O filme nos faz acompanhar a capacidade que cada pessoa tem ao ter que lidar com situações inusitadas, onde o preconceito embutido se torna vivo e presente. As pessoas descobrem quão preconceituosas são ao terem de lidar com abismos diferentes e opostos: a infelicidade ou a amargura
da vida e o medo do negro, do estrangeiro, do diferente. As personagens são levadas para o fundo desse abismo, onde descobrem quão fracas são, e o quanto elas não se conhecem realmente. O confronto entre o medo, a fúria, o abandono, as condições de vida, a violência e a intolerância se misturam nesse show de filmagem. Os atores nunca trabalharam tão espetacularmente como trabalharam em Crash. Crash não é apenas um filme: é um retrato da existência humana.

A questão
do racismo é complexa e sua abordagem no filme pode soar agressiva em primeira instância, mas é analisada com um realismo e coragem impressionantes, somando mais pontos a Crash – No Limite , seja junto aos negros americanos, como os latinos ou árabes - principalmente após os fatos acontecidos após 11 de setembro. O preconceito acaba sendo um tema incessantemente abordado durante toda a película, que marca a estréia do canadense Paul Haggis – roteirista do premiado Menina de Ouro (2004) – na direção. Haggis trabalha com esperteza a insegurança o olhar superficial que se tem ao viver em uma metrópole como Los Angeles.

A história, escrita pelo diretor em parceria com Bobby Moresco, não mostra um retrato maniqueísta da realidade. Não há culpados, nem vítimas: todos estão à mercê do medo e da imprevisibilidade. O cineasta usa a superficialidade das relações na era moderna para despejar personagens em
busca de sentidos e emoções, nem que para isso seja preciso um violento esbarrão no trânsito.


A narrativa começa em um desses acidentes de trânsito. A partir daí, são mostradas as 36 horas que antecedem o momento da tragédia.Entram no contexto do enredo Jea(Sandra Bullock)uma dona de casa egocêntrica, e seu marido Rick (Brandan Fraser), um influente promotor público;Gr
aham (Don Cheadle)Ria (Jennifer Esposito , um casal de detetives avessos à corrupção; o renomado diretor de televisão Cameron (Terrance Howard)e Christine (Thandie Newton), sua esposa; Daniel (Michael Pena), um chaveiro mexicano; Farhad (Shaun Toub, um lojista persa desmiolado; Peter (Larenz Tate, Anthony (Chris “Ludracris” Bridges), dois ladrões de carros da periferia; e Tom Hansen (Ryan Phillippe), um policial novato aprendendo as lições da rua com Ryan (Matt Dillon).

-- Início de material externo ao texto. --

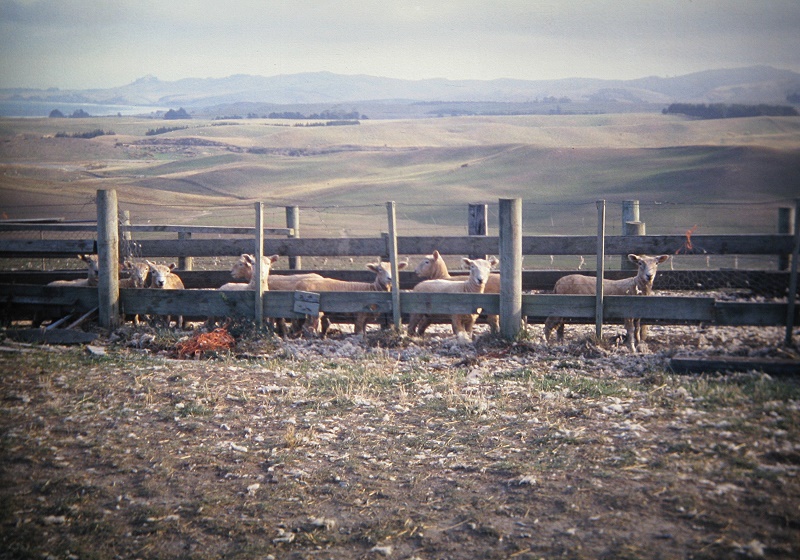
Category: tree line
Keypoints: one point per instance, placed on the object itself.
(724, 111)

Suas histórias são entrelaçadas em uma montagem flexível e empolgante. A atuação do elenco é excelente, representando convincentemente os papéis difíceis reservados, desde os atores menos conhecidos até os medalhões como Sandra Bullock, Brendan Fraser, Matt Dillon, Ryan Phillippe e Don Cheadle. Afinal, não são apresentados protagonistas. Todos os personagens são obrigados a integrar e interpretar o balaio da discórdia. Um brilhante debut de Paul Haggis, fazendo muito com pouco orçamento (US$ 6,5 milhões), Crash - No Limite entra seguramente, e com folga, na lista de melhores filmes de 2005.